Read Offshore Islands Page 28

He sat drinking coffee in Arrowsmith’s office on avenue Franklin D.Roosevelt in Paris. His bulging watery blue eyes fixed Arrowsmith, he looked like an incredulous fish, he still wore the same poorly cut suit, his stomach pushed against his shirt causing it to gape, pulling on the buttons, his bright red tie bore the stains from a recent lunch. Before moving to the capital he had spent most of his life in Sundsvall, a soulless hole, three hundred and fifty kilometres north of Stockholm, most of the year a grim icy waste where smart dressing was an unknown and unnecessary luxury.

  Erikkson imagined he knew the world, it was true he had travelled for the Bottens Handelsbank, investing the saving funds they managed, however he had observed it mainly from dreary hotel rooms.

  Erikkson likened his management style to the army, in which he had served his military service as a lieutenant. Arrowsmith was not impressed, as far as he could remember the Swedish army had spent a most of its time watching international developments from the isolation of the neutral democratic-socialist position of its governments, their last battle had been so long back that it had been forgotten.

  “You know Tony, we are not so sophisticated as you down here in Central Europe, we’ve only recently come out of the forest,” he said less as a sign of admission, but rather in derision for the French, whom he saw as effete and far from Scandinavian standards of honesty and seriousness. ‘Central’ to him meant that Paris was midway between north and south, but nevertheless a country of ‘blackheads’ as Swedes sometimes contemptuously called southern Europeans.

  You said it, thought Arrowsmith, as Erikkson continued his lecture on tourist development in the Caribbean. As long as you come up with your investment funds you can think of it as you like.

  The following day Arrowsmith had commenced early, walking from his apartment to the Metro at Nation, in 12th district of Paris, it was just after seven, dark and cold. What else could have been expected from a cold February morning he had sighed to himself as he shook off his sleep. He took the Metro to the Gare de Lyon where he alighted. It was depressing, the station was old with cast iron stanchions dating back to the beginning of the 20th century, it had been recently painted a garish orange. As he crossed the foot bridge to the opposite platform, the foul odour of urine and the homeless reached his nostrils, it was an odour that he detested; it nagged him, not out of sympathy with the poor and unwashed, but by rather the fear that it was a disease that could somehow be catching.

  He waited on the middle of platform for ten minutes, three trains passed and Erikkson was not on one of them. He paced backwards and forwards looking at his watch, they had enough time, but his natural anxiety pulled at him. The fourth train passed, he picked up his bag and walked down the platform towards the exit. He found Erikkson sitting waiting on one of the plastic seats, half hidden behind one of the cast iron stanchions. Arrowsmith swore to himself, the stupid bastard hadn’t the good sense to stand-up and look around.

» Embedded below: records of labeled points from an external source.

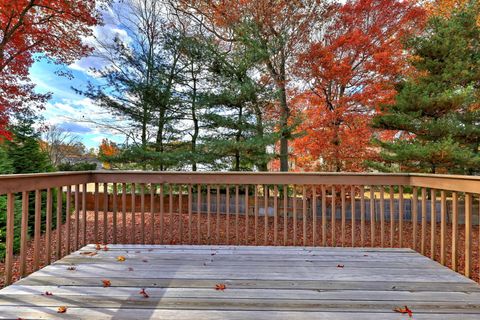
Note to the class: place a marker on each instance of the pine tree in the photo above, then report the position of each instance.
(437, 109)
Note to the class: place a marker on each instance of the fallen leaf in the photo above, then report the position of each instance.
(404, 310)
(62, 309)
(144, 294)
(88, 253)
(220, 287)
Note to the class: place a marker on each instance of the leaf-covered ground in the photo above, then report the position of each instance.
(173, 235)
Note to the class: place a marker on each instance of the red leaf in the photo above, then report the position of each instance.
(220, 287)
(144, 294)
(62, 309)
(404, 310)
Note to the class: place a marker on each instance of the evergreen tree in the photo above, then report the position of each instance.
(24, 152)
(437, 110)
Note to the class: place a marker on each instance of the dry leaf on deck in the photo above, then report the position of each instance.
(62, 309)
(144, 294)
(404, 310)
(220, 287)
(88, 253)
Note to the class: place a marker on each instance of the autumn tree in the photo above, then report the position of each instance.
(51, 28)
(275, 30)
(349, 72)
(437, 108)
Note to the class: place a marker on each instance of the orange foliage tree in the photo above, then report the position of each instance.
(349, 73)
(28, 27)
(107, 150)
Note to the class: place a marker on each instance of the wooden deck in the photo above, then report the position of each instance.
(261, 283)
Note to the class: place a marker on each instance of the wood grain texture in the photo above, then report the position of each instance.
(261, 283)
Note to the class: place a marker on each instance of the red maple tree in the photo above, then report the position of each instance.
(33, 28)
(349, 73)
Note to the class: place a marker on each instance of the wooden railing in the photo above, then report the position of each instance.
(433, 214)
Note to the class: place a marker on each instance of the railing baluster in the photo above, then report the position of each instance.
(256, 214)
(352, 213)
(372, 216)
(48, 226)
(382, 216)
(38, 230)
(208, 213)
(324, 216)
(23, 233)
(237, 214)
(105, 213)
(392, 217)
(362, 216)
(227, 209)
(124, 213)
(114, 212)
(133, 213)
(58, 249)
(414, 217)
(294, 206)
(400, 216)
(468, 235)
(246, 214)
(95, 213)
(424, 221)
(162, 214)
(314, 215)
(199, 211)
(217, 225)
(443, 227)
(68, 218)
(77, 217)
(342, 195)
(190, 199)
(454, 231)
(285, 214)
(334, 218)
(142, 212)
(275, 214)
(180, 214)
(265, 214)
(172, 217)
(9, 238)
(304, 214)
(433, 223)
(84, 212)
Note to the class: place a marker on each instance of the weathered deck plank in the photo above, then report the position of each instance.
(262, 283)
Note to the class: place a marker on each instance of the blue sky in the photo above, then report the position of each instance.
(67, 109)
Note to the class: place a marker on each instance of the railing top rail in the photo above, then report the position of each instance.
(33, 181)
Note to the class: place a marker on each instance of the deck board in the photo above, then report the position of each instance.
(262, 283)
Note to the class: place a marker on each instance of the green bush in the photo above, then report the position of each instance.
(80, 166)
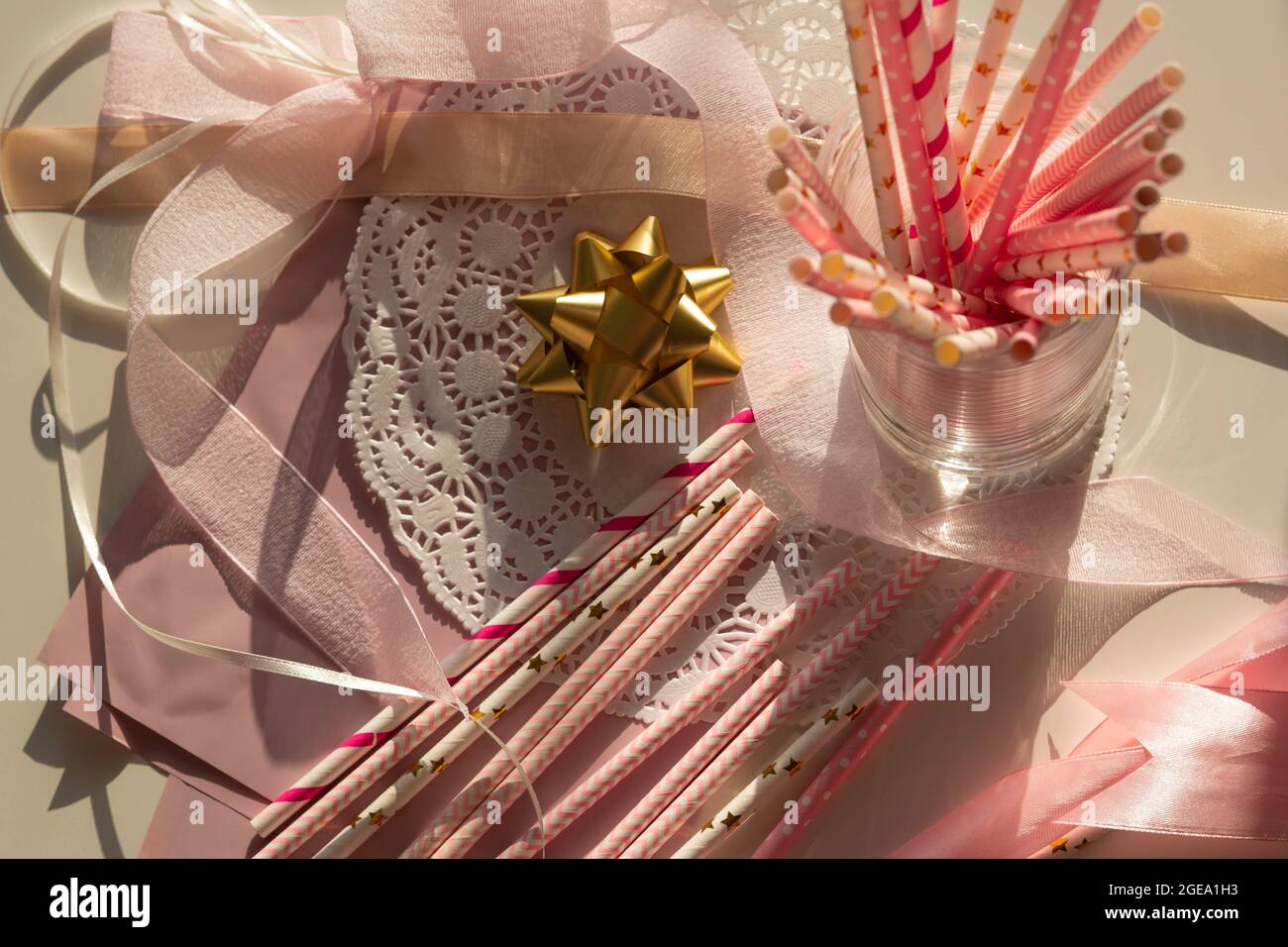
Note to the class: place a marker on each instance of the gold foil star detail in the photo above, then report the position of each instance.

  They exchanged greetings and headed in the direction of the main line station, crossing the crowds of early morning workers huddled up in their shapeless clothes. The two men arrived in the bright modern TGV high-speed train terminal, the departure board indicated that train N°607 was leaving platform 15 at 7.45am, as scheduled. They validated their tickets in the automatic machines and proceeded to the train. The crowd had changed, smartly dressed businessmen and the occasional skier mixed in with them.

  It was just three hours to Geneva, where they were to be met by Guy de Montfort. He had fixed up a meeting at a branch of the Swiss Credit Bank nearby the Windsor Hotel, where they were booked overnight. De Montfort had opened an account for Stig Erikkson, into which he had deposited one hundred thousand dollars in return for Erikkson’s services of assuring the Bottens Handelsbank’s participation in the funding of the first phase of Ciscap. The Handelsbank was to join the pool of investors that had been put together by the Irish Union, taking a fifteen percent share in the financing of the investment.

  The Bottens Handelsbank had been introduced as a potential investor by Castlemain. Erikkson, the Bottens Handelsbank’s property investment manager, had first been invited to Cuba on a fully paid trip, then enticed to Guadeloupe, the French island in the Caribbean, ostensibly to visit the BCN sponsored Hotel Club; a new tourist hotel which was in final stages of completion.

  Castlemain had no illusions about how such business was carried out and had no qualms in offering men of Erikkson’s ilk a cruise on his yacht, a sweetener followed by gifts and money, to get their commitment in his projects.

  Erikkson’s visit to Guadeloupe had been a great success, thanks to Guy Courtauld, one of Castlemain’s many friends in the region. Briefed by Castlemain, he knew how to take care of customers such as the Swede. He had got the measure of Erikkson, full of Vodka, as soon as he had stumbled off the Air France flight at Pointe-à-Pitre, Guadeloupe, in the French Antilles.